Stretch and strengthen your forearms and wrists with these exercises:
Stretch
• Hold arm straight out in front of your body.
• Grab tips of fingers of one hand and pull back gently and hold for 15 seconds.
• Pull fingers down the opposite direction and hold for 15 seconds.
• Switch hands and repeat twice on each hand.

Strengthen
• Stand with arms hanging at sides.
• Grab a golf club in one hand and grip the club pointing straight ahead.

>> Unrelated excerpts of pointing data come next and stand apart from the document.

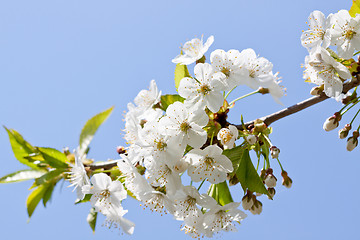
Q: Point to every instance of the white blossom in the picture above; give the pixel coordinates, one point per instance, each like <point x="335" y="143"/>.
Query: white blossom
<point x="345" y="33"/>
<point x="319" y="31"/>
<point x="184" y="125"/>
<point x="230" y="64"/>
<point x="227" y="136"/>
<point x="105" y="192"/>
<point x="208" y="163"/>
<point x="321" y="68"/>
<point x="205" y="90"/>
<point x="193" y="50"/>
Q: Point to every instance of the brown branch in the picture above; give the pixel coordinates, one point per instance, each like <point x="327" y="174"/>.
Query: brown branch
<point x="301" y="105"/>
<point x="267" y="119"/>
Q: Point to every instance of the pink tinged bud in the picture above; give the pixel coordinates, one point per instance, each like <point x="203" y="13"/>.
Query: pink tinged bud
<point x="271" y="192"/>
<point x="247" y="201"/>
<point x="270" y="181"/>
<point x="256" y="209"/>
<point x="251" y="139"/>
<point x="330" y="124"/>
<point x="274" y="151"/>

• Raise the club by cocking your wrist and keeping your arm at your side.
• Raise as high as you can, then lower and repeat 10-15 times.
• Repeat on other side.

To eliminate back pain, improve your flexibility with this simple stretch:
• Lie on your back with legs extended.
• Raise one leg and bend the knee at a 90-degree angle.
• Cross that leg over the extended leg, keeping your opposite shoulder on the ground.
• Hold and repeat three times before switching to the opposite side.